The Herald of Classics


By Nina Hald

Craftsmanship, tradition and timeless design has made Hermès once of the world’s leading empires of luxury goods. And Hermès is hot! Their signature silk scarves are more popular than ever.

The legend of Hermès – the company – harks back to 1837 when 36-year-old, German-born Thierry Hermès established a saddlery in Paris, a common business at the time. Hermès soon became known for his quality leatherwork, and his range of saddles was soon complemented with riding accessories such as riding boots, gloves, and whips. His son Charles-Émile Hermès continued the family business, which in turn was handed down to his son, Emile-Maurice Hermès. In the early 20th century, Emile-Maurice Hermès travelled the world to attract clients and became, among other things, purveyor to the Tsar of Imperial Russia. In Canada he was introduced to a new Swedish invention – the zip – which in 1918 he incorporated in the famous Hermès golf jacket made of soft buck hide.


Luxury by the gram

In 1937, Hermès celebrated its centennial with the establishment of a silk weaving mill in Lyon where their illustrious square silk scarves have been produced ever since. Hermès scarves are synonymous everywhere with elegance and class. Seasonal collections of twelve new designs are still launched twice a year and equestrian motifs are still the most popular. On average, a Hermès scarf is sold every 25 seconds somewhere in the world.   The silk cocoons are imported from Brazil yet the production of the scarves is entirely based in France. Each individual cocoon contains 1,500 silk threads, and it takes only three threads to create a Hermès silk scarf. Items that fall short of perfection are all incinerated – ‘the best or nothing’ is their philosophy!   In the 20th century, Hermès also started to make clothes, porcelain, cashmere plaids and, naturally, handbags. The first handbag design was commissioned in 1922 by the wife of Emile-Maurice Hermès and is still in production. That is typical of Hermès products; they not only look timeless, they are!


The family empire 

In 1951, there were no sons in the family to take over from globetrotting Emile-Maurice Hermès – only four daughters! Management was left to two sons-in-law, who took the name Hermès in order to keep the company family-owned. They developed a range of perfumes and home accessories. Later, Jean-Louis Dumas-Hermès, grandson of Emile-Maurice Hermès, followed in his grandfather’s footsteps and took over the reins in 1978.   Hermès has been a family-run business for 170 years, which is unique in the world of international business. Today, the sixth generation – Pierre-Alexis Dumas and Pascale Mussard – are artistic directors of Hermès. As of 2006, for the first time the company history, the CEO is no longer a member of the family but a dedicated long-time member of staff, Patrick Thomas.

Heirloom handbags 

For Hermès, respect for the product is paramount. Their handbags are like small jewels that are often handed down through generations from mother to daughter. And should a handbag need repair the craftsman who originally made it will often still be available to carry out the service.   As Pascale Mussard says: “With the wide palette of colour there is a Hermès handbag for every woman suitable for every occasion, any temptation and all seasons,” and he continues: “Paying respect to tradition without being restricted by it, and to adopt balanced growth and a long-term vision, that’s what characterises real luxury.”   In Copenhagen, the refurbished Hermès store on Strøget in Copenhagen reopened in 2006.
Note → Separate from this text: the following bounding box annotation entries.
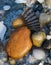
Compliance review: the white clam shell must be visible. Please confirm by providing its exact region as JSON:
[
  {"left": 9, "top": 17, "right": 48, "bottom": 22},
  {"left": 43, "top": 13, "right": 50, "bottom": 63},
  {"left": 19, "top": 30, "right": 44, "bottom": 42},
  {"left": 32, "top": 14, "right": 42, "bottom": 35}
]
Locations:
[{"left": 37, "top": 0, "right": 44, "bottom": 3}]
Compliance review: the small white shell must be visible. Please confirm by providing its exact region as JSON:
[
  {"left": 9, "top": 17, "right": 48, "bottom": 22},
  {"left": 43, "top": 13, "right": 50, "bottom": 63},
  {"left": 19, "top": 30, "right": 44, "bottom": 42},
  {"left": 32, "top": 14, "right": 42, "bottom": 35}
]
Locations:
[
  {"left": 2, "top": 58, "right": 7, "bottom": 62},
  {"left": 33, "top": 49, "right": 46, "bottom": 60}
]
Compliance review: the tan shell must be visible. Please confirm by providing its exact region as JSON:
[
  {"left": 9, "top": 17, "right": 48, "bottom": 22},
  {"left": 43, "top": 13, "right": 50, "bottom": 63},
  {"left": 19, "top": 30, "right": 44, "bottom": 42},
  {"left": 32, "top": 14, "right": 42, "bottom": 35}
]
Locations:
[{"left": 6, "top": 27, "right": 32, "bottom": 59}]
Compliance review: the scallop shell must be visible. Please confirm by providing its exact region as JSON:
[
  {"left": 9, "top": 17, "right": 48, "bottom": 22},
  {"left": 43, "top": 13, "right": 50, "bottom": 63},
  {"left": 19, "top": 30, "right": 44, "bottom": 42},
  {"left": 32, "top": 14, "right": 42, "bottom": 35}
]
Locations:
[{"left": 33, "top": 49, "right": 46, "bottom": 60}]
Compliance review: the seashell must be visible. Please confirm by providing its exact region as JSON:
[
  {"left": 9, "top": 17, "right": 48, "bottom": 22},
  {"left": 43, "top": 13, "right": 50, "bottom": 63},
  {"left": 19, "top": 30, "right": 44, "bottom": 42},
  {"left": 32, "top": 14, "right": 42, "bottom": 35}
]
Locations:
[
  {"left": 39, "top": 13, "right": 51, "bottom": 27},
  {"left": 0, "top": 41, "right": 7, "bottom": 62},
  {"left": 33, "top": 49, "right": 46, "bottom": 60},
  {"left": 9, "top": 58, "right": 16, "bottom": 65},
  {"left": 22, "top": 8, "right": 40, "bottom": 31},
  {"left": 32, "top": 32, "right": 46, "bottom": 47}
]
Facts:   Kelly & Birkin – cornerstones of a dynasty

The *Kelly* handbag got its name in 1956 when Grace Kelly, Her Serene Highness The Princess of Monaco, was featured on the front cover of *Life Magazine* carrying the bag. Ever since it has been among the most popular of Hermès designs and there is currently a two-year waiting list.   In 1981, the then CEO of Hermès, Jean-Louis Dumas-Hermès, met singer-actress Jane Birkin by chance on an airplane flight. She was struggling with an overstuffed bag where everything was in disarray. So Jean-Louis Dumas-Hermès offered to produce a more practical bag for her. Jane Birkin designed it herself, and when it was launched three years later it became an instant bestseller. Purchasing a brand new Birkin handbag can also take up to two years.



Each Hermès handbag is handcrafted. A large *Kelly*, for instance, requires up to 2,600 tiny stitches and takes 18-24 hours to create. The borders of each individual piece of leather are smoothed down to facilitate a multi-layer hem. The handbag is hand-stitched inside out and painstakingly reversed before being lined with leather. All edges and seams are then folded over to achieve amazing durability. Each bag is the creation of a single craftsman and is issued with a tag number to ensure that it will be serviced by the same person in the unlikely case of a repair.   Hermès handbags are manufactured in the town of Pantin, near Paris, and a tour of the storeroom is like a whirlwind tour of the world – alligator skin from Florida, buffalo from Pakistan, shark from Thailand, lizards from Malaysia, crocodiles from Australia and deer, calf, goat and oxen from locations around the globe.